Strangely enough, both Tiger and Jon philandered on their respective extremely and somewhat attractive wives with women who are significantly less attractive than their wives.
Men? What’s up with that?
Apparently it all looks alike in the dark, FS.
And maybe the allure–make that “allure”–is analogous to wanting pizza delivered rather than taking the time and effort to grill a steak.
It must just kill John that Kate was named a fascinating person, and he wasn’t.
Not that I find her fascinating at all, but you know what I mean.
Right?
FS – There’s been a report the Tiger Woods was into group sex and, according to one of his ladies (the $60K/night “escort”), had “amazing stamina”.
So maybe his wife wasn’t into that scene and he went looking for women who would fulfill that reality.
These poor kids have had cameras in their faces since they were born. It’s no wonder that they feel that having a camera crew around is normal. Kate once said the kids loved them. They obviously became more like family to them than their own parents. Also, I think the way she handled it with the kids was cruel.

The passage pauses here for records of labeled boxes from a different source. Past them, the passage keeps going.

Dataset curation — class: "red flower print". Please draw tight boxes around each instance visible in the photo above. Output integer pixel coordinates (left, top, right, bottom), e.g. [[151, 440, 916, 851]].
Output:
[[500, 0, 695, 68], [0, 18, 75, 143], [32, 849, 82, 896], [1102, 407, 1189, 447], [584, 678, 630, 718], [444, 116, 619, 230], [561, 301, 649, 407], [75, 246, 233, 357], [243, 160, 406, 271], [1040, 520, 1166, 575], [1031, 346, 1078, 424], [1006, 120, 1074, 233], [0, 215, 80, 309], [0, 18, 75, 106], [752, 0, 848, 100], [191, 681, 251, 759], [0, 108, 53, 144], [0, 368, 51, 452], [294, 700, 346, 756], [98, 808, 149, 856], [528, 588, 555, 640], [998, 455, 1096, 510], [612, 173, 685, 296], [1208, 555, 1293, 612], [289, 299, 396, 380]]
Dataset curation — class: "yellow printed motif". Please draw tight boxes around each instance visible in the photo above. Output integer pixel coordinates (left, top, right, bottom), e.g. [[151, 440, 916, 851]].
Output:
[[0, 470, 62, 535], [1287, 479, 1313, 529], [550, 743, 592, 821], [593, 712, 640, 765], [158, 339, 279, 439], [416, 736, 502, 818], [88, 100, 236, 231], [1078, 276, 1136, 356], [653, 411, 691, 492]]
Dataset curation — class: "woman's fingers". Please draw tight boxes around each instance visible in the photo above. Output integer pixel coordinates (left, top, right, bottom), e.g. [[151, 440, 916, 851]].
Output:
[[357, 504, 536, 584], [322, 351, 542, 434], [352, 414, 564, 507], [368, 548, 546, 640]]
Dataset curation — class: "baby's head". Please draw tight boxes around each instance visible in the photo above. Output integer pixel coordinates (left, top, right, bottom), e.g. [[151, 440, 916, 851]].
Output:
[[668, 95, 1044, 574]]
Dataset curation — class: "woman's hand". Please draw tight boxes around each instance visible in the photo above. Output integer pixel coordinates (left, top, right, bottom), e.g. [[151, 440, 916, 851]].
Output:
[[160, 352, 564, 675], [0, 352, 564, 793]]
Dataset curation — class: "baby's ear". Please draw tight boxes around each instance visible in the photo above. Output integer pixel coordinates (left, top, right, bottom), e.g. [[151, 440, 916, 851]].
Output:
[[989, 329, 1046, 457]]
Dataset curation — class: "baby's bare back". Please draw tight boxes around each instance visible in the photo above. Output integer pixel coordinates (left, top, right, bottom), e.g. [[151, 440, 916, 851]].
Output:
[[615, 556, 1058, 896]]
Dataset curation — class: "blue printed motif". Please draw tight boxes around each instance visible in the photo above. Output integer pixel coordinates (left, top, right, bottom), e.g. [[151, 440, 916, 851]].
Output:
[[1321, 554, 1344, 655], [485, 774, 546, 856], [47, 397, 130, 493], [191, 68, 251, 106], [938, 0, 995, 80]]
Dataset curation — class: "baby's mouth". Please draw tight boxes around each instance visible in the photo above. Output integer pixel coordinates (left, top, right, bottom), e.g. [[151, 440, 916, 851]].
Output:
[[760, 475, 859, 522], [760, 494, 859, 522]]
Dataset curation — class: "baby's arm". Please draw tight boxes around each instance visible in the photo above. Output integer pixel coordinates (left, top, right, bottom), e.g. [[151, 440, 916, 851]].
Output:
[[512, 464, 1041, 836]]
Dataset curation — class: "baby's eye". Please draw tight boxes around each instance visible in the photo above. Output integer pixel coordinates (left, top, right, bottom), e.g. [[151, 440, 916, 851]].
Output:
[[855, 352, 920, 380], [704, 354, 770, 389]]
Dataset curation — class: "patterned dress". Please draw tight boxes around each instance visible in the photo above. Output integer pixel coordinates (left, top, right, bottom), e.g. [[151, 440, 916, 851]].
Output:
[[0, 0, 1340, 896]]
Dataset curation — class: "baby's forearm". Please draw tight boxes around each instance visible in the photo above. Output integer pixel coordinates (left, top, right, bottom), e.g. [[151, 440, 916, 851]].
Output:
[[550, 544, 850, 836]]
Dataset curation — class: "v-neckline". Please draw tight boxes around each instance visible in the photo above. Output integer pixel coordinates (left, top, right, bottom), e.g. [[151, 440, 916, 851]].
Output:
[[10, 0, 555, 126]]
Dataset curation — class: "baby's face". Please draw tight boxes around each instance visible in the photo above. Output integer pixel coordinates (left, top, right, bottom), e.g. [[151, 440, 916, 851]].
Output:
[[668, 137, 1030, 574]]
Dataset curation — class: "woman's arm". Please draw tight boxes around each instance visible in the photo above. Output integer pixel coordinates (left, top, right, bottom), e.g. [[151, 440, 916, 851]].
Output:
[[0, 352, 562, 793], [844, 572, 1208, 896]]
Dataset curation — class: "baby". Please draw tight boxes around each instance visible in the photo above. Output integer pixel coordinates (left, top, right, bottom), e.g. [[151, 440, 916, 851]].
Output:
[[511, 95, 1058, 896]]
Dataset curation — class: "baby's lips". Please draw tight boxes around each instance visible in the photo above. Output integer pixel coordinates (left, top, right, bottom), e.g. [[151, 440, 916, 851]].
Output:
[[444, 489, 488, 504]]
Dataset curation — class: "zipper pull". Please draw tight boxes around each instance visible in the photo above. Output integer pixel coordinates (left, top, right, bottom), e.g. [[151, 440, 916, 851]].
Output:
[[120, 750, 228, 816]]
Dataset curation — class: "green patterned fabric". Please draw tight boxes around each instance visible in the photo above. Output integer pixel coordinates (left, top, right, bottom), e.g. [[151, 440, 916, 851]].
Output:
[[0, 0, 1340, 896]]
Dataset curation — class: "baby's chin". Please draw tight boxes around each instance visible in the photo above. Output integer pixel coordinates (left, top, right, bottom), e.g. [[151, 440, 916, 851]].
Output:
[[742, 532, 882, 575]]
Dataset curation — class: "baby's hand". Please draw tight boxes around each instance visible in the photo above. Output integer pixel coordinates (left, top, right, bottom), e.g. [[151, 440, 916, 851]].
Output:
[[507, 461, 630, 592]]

No wonder they were all sobbing in the car when she yanked the rug out from under them without notice. Don’t you think it would have been a good idea to sit them down & talk to them when it happened, explaining the situation in terms the kids could understand rather than wait for them to ask? Couldn’t the crew have said goodbye at the end of filming, KNOWING the show was going to end? “Our show is over.” is no way to handle it. It was just plain mean and Kate obviously thrives on drama or else she would have handled it like a PARENT not an EXECUTIVE PRODUCER.
I wouldn’t find Jon OR Kate “fascinating” if they were flayed and rolled in Cheerios.